A year into development on Snow Siege, we prototyped a bonus mini-game that involved tapping tiles of snow to uncover prizes. We realized this little mini-game was actually a lot of fun and joked about making a game built around its mechanics, but that involved cute animals. But the more we talked about it, the more we loved that idea. We gave ourselves two weeks to prototype the idea and see if it worked (it took three weeks, because everything takes longer than you think it will). When we had the prototype in our hands we realized it was something special. This was Disco Zoo.
We had less than three months to make Disco Zoo. I hadn’t been taking contract work during Snow Siege and now finances were becoming an issue again. If we didn’t ship Disco Zoo soon, I was going to have to look for full-time work. We completed Disco Zoo v1.0 in three months and launched it at the end of February, 2014, with our friends at NimbleBit publishing the game. Disco Zoo launched to an Editor’s Choice feature on the App Store. The game did well enough for our team of two that I didn’t have to go get that full-time job and Matt and I were able to keep working together.
Disco Zoo is cute, and silly, and fun. It was a joy to make. And I think one of the reasons it resonates with people is that you can feel how much fun we had making it when you play it. We hear from players a lot about how happy the game makes them, and I couldn’t ask for a better response to a game than that.
After Disco Zoo we started working on our next project: FutureGrind. FutureGrind is about as different from Disco Zoo as you can get. It’s a 3D, action, extreme sports game build for consoles and PC. When we started FutureGrind it was going to be a 2D pixel art game that would take six months to make. (we’re coming up on four years in development soon)
While making FutureGrind we’ve taken breaks to make a few other smaller projects. Photobomb is a free PC game we made for the 7dfps and procjam game jams in 2015. It’s a social commentary game about how social media mobs can form around events, looking for justice quickly. We’re really happy with how this game turned out.
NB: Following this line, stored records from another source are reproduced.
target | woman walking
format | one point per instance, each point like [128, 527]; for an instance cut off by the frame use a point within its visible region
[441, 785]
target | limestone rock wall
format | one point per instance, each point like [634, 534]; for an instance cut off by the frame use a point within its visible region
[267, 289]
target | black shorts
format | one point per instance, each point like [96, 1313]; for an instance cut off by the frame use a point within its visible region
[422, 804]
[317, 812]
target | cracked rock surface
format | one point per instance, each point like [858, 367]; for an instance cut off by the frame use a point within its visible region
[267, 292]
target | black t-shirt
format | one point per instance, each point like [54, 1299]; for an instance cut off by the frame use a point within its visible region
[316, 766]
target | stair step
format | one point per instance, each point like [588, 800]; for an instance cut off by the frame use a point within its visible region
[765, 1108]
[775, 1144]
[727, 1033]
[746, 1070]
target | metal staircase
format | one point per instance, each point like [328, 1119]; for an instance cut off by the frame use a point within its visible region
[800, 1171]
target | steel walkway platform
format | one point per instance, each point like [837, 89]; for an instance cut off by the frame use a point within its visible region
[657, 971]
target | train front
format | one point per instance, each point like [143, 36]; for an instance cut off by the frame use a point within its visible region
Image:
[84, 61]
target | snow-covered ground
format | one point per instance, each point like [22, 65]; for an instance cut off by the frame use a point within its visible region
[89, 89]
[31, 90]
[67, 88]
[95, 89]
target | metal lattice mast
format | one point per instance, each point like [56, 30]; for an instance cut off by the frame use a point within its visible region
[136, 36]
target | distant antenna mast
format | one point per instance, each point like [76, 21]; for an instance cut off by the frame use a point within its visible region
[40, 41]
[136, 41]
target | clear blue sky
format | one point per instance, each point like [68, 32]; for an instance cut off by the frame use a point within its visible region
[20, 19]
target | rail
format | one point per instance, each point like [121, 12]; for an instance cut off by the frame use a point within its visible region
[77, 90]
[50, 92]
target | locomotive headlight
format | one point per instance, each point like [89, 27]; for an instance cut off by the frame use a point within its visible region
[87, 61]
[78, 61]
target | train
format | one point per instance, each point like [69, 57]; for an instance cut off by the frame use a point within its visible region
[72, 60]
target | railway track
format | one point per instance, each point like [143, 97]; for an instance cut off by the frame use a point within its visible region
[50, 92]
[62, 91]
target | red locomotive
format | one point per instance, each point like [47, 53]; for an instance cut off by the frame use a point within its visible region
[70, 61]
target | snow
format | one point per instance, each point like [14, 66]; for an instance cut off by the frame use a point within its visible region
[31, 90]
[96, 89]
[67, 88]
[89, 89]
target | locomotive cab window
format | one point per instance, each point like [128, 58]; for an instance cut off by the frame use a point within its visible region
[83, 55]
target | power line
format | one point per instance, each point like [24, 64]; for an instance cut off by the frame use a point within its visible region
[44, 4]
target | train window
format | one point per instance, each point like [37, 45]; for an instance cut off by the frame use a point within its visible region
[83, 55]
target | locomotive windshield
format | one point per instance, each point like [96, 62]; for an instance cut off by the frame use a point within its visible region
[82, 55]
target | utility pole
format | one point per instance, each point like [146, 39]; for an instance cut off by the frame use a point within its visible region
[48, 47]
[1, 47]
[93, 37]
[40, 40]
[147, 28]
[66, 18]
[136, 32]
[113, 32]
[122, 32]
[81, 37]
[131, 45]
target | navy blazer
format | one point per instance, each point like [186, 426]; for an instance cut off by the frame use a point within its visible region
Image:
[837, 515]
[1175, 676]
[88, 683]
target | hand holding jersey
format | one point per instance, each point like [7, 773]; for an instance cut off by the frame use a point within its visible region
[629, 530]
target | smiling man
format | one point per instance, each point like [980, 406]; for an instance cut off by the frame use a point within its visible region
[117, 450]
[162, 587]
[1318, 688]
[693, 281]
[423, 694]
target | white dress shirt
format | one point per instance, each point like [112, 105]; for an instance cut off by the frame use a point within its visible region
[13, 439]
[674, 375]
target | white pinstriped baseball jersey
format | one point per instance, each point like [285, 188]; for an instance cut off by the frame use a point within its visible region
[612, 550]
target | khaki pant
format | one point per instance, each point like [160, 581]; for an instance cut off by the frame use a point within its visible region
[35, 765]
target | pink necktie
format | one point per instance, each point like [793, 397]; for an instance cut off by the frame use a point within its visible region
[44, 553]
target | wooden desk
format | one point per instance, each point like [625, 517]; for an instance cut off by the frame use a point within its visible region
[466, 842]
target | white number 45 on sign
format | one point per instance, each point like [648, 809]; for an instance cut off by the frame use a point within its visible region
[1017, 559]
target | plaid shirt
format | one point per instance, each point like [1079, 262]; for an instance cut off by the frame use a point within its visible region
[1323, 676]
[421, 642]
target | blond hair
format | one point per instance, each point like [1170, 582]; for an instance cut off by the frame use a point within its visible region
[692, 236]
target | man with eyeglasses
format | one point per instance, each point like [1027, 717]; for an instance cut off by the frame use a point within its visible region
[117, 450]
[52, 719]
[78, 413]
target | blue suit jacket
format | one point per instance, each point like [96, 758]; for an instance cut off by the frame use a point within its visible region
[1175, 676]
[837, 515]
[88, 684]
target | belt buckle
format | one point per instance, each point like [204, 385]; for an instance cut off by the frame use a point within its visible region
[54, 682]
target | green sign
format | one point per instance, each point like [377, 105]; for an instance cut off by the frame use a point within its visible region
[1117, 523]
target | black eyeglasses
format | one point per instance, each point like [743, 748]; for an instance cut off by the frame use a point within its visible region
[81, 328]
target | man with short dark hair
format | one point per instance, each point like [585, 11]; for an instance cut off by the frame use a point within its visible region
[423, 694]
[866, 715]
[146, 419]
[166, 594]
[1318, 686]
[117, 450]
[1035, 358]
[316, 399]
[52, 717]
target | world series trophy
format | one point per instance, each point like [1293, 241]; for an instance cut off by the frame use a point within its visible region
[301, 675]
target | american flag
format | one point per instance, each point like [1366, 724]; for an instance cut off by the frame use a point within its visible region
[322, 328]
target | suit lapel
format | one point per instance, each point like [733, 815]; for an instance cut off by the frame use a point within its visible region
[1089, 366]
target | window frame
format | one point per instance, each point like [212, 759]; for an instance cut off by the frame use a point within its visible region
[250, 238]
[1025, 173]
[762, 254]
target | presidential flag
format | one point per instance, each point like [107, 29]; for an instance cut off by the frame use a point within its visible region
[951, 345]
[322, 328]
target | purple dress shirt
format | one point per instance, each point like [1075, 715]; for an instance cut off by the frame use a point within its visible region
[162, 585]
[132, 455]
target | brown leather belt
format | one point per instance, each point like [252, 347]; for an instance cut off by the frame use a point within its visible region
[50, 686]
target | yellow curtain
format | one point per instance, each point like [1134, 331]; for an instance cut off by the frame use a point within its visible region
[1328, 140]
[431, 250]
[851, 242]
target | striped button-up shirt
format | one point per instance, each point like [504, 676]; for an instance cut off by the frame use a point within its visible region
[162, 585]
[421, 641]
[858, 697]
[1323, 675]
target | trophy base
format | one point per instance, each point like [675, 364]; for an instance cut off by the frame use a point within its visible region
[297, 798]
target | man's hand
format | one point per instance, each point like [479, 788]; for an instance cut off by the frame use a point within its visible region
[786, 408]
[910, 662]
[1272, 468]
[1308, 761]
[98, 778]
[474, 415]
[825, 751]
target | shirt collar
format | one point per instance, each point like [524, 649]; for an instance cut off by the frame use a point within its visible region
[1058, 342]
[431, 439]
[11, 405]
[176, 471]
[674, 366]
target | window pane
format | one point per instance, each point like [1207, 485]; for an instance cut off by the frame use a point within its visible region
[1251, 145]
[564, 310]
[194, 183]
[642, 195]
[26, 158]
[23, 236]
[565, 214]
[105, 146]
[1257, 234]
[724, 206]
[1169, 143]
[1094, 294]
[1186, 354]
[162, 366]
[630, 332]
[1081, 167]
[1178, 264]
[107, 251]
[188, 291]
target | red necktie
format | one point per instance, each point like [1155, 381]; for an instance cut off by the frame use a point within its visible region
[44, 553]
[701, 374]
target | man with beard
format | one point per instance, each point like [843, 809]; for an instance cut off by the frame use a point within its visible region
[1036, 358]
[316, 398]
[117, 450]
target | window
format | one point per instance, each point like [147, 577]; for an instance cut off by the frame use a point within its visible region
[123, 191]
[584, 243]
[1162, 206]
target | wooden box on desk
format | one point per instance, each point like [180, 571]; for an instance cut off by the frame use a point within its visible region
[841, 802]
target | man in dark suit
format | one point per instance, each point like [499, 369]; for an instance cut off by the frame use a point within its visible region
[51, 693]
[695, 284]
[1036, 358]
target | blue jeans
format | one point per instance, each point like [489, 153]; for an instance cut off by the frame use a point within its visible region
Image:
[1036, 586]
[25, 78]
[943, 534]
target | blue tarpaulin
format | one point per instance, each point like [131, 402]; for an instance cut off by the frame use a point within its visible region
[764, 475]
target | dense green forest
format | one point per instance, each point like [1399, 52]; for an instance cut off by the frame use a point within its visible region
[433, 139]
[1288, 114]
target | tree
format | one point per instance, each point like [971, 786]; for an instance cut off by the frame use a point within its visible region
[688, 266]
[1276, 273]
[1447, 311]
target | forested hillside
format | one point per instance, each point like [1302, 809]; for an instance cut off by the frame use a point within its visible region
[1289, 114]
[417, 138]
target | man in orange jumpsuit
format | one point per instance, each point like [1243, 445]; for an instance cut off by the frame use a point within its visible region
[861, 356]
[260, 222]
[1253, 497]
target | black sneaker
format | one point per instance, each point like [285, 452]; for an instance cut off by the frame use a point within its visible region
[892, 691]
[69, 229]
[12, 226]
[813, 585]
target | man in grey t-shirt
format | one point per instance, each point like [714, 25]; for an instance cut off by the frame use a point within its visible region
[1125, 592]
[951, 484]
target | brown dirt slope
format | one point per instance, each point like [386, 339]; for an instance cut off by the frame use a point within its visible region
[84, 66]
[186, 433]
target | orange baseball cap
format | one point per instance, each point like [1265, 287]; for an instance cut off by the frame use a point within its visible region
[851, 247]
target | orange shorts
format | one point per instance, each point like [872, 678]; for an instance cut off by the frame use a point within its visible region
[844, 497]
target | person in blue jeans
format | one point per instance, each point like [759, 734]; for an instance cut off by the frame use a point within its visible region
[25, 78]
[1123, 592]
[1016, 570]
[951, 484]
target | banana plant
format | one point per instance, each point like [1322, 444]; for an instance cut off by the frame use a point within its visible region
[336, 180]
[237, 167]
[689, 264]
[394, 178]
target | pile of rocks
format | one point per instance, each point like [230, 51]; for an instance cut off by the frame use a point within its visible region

And in July, 2017 we released a word, logic puzzle game called Sidewords for mobile devices and PC. We needed a break from FutureGrind and took six months off to make Sidewords. We’re really proud of Sidewords and I think it’s a good puzzle game. It was also an opportunity for us to learn how to ship a game on Steam in preparation for FutureGrind.
We are still working on FutureGrind, but we are getting closer to the end. We hit a “content complete” milestone around GDC this year and we are working towards beta. It feels good to be getting here, and the game feels great to play. I’m excited to share this game with the world when it’s done. We’re just not quite there yet.
So… wow. Ten years doing this indie thing. I have learned a lot. It has been extremely difficult at times. But it has also been incredibly rewarding in many ways. I feel so lucky to have met such wonderful people who are also doing this crazy thing called indie games. None of us do this alone and I’m so grateful for all the help and support I’ve received over the years. I have made so many new friends who make amazing things every day. Keep making beautiful games. I’ll keep trying my best too.